- NASA’s Apollo missions in the late 1960s and early 1970s succeeded in putting the first humans on the moon.
- Apollo 8, the first mission to orbit the moon, launched almost exactly 50 years ago — on December 21, 1968.
- Humans have not stepped foot on the moon in more than 45 years. But NASA plans to send robots to the lunar surface by 2022.
- Here’s a full list of every Apollo mission and what they accomplished.
Nearly 50 years have passed since NASA’s Apollo 8 mission orbited the moon for the first time in history.
On December 21, 1968, astronauts Frank Borman, William Anders, and James Lovell left the Kennedy Space Center to fly around the moon. They spent 20 hours in lunar orbit, then returned home after more than six days in space.
The Apollo 8 mission was a critical step toward achieving President John F. Kennedy’s goal of landing a man on the moon.
Nine other lunar missions followed Apollo 8, bringing a dozen men to the moon and gathering hundreds of pounds of rock and soil samples for analysis.
In almost five decades since then, however, no US spacecraft has landed on the lunar surface.
That may change in the next few years. In November, NASA announced that it was offering up to $ 2.6 billion in contracts to nine American companies that could land probes on the moon by 2022. NASA does not want to buy the lunar landers or take responsibility for launching, landing, or controlling them. Instead, the space agency wants the private sector to deal with those challenges and bid on the opportunity to take NASA’s experiments to the moon.

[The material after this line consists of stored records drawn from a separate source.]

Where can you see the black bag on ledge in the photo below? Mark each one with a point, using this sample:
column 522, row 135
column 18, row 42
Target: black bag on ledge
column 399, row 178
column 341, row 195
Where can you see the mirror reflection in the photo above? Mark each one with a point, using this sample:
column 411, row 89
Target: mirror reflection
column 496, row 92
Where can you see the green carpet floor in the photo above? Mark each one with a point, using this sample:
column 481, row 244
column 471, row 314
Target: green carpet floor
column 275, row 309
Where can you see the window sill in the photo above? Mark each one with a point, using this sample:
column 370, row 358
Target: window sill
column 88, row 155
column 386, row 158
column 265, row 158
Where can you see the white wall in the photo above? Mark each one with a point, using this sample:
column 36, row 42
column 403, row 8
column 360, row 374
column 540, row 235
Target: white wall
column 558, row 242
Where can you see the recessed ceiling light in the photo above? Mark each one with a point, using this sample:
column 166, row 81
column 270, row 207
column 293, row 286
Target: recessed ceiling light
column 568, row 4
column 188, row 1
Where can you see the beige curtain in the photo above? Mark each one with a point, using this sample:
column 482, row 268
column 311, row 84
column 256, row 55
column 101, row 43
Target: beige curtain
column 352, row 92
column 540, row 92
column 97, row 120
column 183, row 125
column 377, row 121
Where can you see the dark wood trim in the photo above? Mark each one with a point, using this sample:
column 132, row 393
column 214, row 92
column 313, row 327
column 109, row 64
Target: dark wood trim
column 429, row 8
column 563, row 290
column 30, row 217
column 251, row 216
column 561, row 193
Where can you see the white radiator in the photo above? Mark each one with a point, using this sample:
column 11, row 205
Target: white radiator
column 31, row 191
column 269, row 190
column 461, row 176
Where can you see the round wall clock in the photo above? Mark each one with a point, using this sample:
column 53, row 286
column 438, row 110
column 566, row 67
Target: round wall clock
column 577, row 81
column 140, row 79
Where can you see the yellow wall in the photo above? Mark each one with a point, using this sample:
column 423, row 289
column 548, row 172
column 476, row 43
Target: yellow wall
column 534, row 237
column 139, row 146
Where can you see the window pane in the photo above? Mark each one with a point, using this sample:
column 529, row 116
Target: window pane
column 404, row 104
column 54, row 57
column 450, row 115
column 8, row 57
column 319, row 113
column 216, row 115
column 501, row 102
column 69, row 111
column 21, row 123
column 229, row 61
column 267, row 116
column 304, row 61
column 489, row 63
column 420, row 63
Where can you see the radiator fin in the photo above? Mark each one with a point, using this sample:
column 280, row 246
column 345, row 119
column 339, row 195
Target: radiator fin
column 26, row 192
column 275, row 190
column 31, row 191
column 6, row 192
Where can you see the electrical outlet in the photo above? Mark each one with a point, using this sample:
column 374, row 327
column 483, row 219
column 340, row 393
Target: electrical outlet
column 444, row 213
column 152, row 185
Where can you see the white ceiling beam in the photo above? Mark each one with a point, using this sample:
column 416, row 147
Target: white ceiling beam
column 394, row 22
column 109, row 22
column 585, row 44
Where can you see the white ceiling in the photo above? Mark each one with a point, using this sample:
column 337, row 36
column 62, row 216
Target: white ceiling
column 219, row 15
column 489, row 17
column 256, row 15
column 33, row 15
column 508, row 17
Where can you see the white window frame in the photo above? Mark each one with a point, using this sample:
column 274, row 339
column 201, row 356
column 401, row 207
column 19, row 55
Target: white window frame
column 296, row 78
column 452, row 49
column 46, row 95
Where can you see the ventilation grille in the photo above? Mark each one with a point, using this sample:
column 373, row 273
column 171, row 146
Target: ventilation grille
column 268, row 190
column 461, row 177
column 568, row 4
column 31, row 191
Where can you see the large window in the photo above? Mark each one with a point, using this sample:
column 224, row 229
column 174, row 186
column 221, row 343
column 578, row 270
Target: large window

In the meantime, take a look back at all of NASA’s Apollo missions, which flew between 1968 and 1972 and succeeded in putting the first human on the moon.
The Apollo 1 mission was designed to launch a spacecraft into low-Earth orbit. But it ended in tragedy when a fire killed three astronauts in their spaceship during a routine pre-launch test.
Thick smoke filled the crew module of the Apollo 1 capsule on January 27, 1967. Three NASA astronauts — Virgil “Gus” Grissom, Roger Chaffee, and Edward White — were inside performing a routine test, but they were unable to open a hatch in time to escape the explosion.
Emergency rescue teams rushed to the launchpad (located where the Cape Canaveral Air Force Station is today), but they were too late.
An investigation revealed several issues with the capsule’s design, including an electrical wiring problem and flammable materials inside the crew cabin.
On the 50th anniversary of Apollo 1’s fatal fire, NASA displayed the hatch at the Kennedy Space Center Visitor Complex.
The deadly fire led NASA to postpone other planned crewed launches, and no flights or missions were labeled Apollo 2 or 3.
In the spring of 1967, NASA announced it would keep the designation of Apollo 1 for the mission that never occurred.
The rocket meant for Apollo 1 was later reassembled and used to launch Apollo 5.
The Apollo 4, 5, and 6 missions were unmanned. They occurred between November 1967 and April 1968.
Apollo 4, which launched on November 9, 1967, was the first unmanned test flight of NASA’s Saturn V rocket, which was developed to bring astronauts to the moon.
The mission was the first-ever launch from the Kennedy Space Center. It was a success for NASA, as it proved that Saturn V worked. At the time, the 363-foot-tall vehicle was the largest spacecraft to ever attempt flight.
Apollo 5 launched a few months later, on January 22, 1968. The mission successfully tested the ability of the Apollo Lunar Module — the spacecraft designed to land on the moon’s surface — to ascend and descend.
The Apollo 6 launch followed on April 4, 1968. The mission aimed to show that the Saturn V rocket was capable of trans-lunar injection, which puts a spacecraft on its path to the moon. But the system quickly ran into problems: Two of the five engines shut down unexpectedly, and the spacecraft could not be propelled into orbit.
Despite the issues with Apollo 6, NASA pushed ahead with plans for its first manned launch.